Give Students a Break

Let’s say, “So long to the days of meaningless assignments that keep us occupied during break.” Let’s say, “So long to the days of tedious assignments due the day we return from break.” Let’s say, “So long to the days of not having a break during ‘break’.”

There are days when I witness my fifth grade sister crying over the overwhelming load of homework she receives. Homework’s ability to cause such anguish and agony deter from its purpose of being positive reinforcement. A teacher who brings this damaging stress upon his or her students is only defeating this purpose.

That’s not to say that homework shouldn’t be assigned, but there should be constraints to make homework meaningful rather than uninteresting and uninspiring. Over a break from school, students should be afforded the opportunity to expand their horizons. They should be able to read things they never had the chance to read before and go places they have never had the chance to go before. These are experiences that homework inhibits students from having during their time off from school.

Fortunately, my school decided to afford students the opportunity to refresh and relax over our holiday break. For once, I was able to spend quality time with my family without having the burden of homework upon me. It was a true break.

Having pushed for this policy as my school’s Student Government President, I returned from break to have students surprisingly thanking me for advocating for a relaxed vacation homework policy. The people they really should have been thanking are their teachers and administrators who took the bold step of challenging the norm and altering their curriculum in order to do what they recognized to be in the students’ best interests.

Students returned to school relaxed and refreshed and ready to learn. They had the time to read things they had never read before and they had the time to go places they had never gone before. And above all, they spent quality time together with family. On a personal note, decades from now I will recall this time with family with a nostalgic sentiment. This time is precious and quality time together becomes a rarity as I grow older and everyone has more obligations and responsibilities.
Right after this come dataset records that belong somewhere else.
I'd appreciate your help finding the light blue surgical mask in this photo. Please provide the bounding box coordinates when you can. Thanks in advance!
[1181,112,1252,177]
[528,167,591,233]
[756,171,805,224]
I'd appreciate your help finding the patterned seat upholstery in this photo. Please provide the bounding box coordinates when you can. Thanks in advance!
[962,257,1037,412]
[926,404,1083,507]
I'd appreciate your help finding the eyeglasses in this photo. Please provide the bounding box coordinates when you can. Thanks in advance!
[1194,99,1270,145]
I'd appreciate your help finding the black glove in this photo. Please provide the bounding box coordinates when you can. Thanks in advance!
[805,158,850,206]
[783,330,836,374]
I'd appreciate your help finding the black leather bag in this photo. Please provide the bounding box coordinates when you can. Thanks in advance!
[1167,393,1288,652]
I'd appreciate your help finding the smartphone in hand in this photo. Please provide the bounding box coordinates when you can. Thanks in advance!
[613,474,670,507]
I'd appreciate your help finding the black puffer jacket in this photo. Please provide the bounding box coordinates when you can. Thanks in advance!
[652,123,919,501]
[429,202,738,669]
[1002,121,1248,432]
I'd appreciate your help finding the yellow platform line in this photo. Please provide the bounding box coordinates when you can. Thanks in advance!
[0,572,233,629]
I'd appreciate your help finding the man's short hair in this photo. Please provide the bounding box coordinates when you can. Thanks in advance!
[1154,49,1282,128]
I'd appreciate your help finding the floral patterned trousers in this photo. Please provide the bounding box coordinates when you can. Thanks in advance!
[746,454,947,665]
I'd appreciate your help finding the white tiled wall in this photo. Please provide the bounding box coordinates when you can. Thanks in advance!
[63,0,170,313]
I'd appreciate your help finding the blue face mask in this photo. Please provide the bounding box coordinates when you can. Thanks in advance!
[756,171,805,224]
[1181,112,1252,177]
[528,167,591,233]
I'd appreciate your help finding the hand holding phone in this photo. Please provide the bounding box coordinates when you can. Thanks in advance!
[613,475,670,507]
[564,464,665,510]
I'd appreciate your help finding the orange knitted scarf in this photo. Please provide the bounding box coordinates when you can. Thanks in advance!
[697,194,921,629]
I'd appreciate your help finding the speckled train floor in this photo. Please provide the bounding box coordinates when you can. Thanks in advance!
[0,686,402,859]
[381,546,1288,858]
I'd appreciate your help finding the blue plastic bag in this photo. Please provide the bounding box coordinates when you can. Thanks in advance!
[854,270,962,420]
This new policy was coincidentally, yet inadvertently continued a few weeks later. Following midterms, teachers took a similar approach to homework as they did over the holiday break. With my college applications and research papers out of the way, I was able to rekindle some great relationships that I had been distracted from because of school. I was also able to reignite my inquisitive and adventurous persona as I visited some of the world’s most renowned art museums and peeped through some of the nooks and crannies of The Big Apple.

As I described my three-day adventure to a friend, “I did things I would not have been able to do had I been burdened with school assignments.” The weekend was invaluable and one I would not have been able to have without the relaxed workload. While homework is supposed to help reinforce material learned in school, days without homework seem to help reinforce how much more there is to learn beyond the classroom. Unfortunately, that is not encouraged as a part of the curriculum.

Too often meeting the standards is prioritized over actual learning. But actual learning should always be prioritized over meeting the standards. And that’s what I did without homework.

If you are a parent or a student, make a pledge to advocate for this change in your community and explain to others why they should too. Work with your peers to devise a plan to ensure that this happens in your community. If you are a teacher or an administrator, make a pledge to better understand and incorporate into your curriculum the value of a true break for a young and developing mind – a young and developing student. Work with your colleagues to formulate a plan for next year’s curriculum that takes the value of a true break into account.

Let’s reimagine education and reinvigorate the curriculum.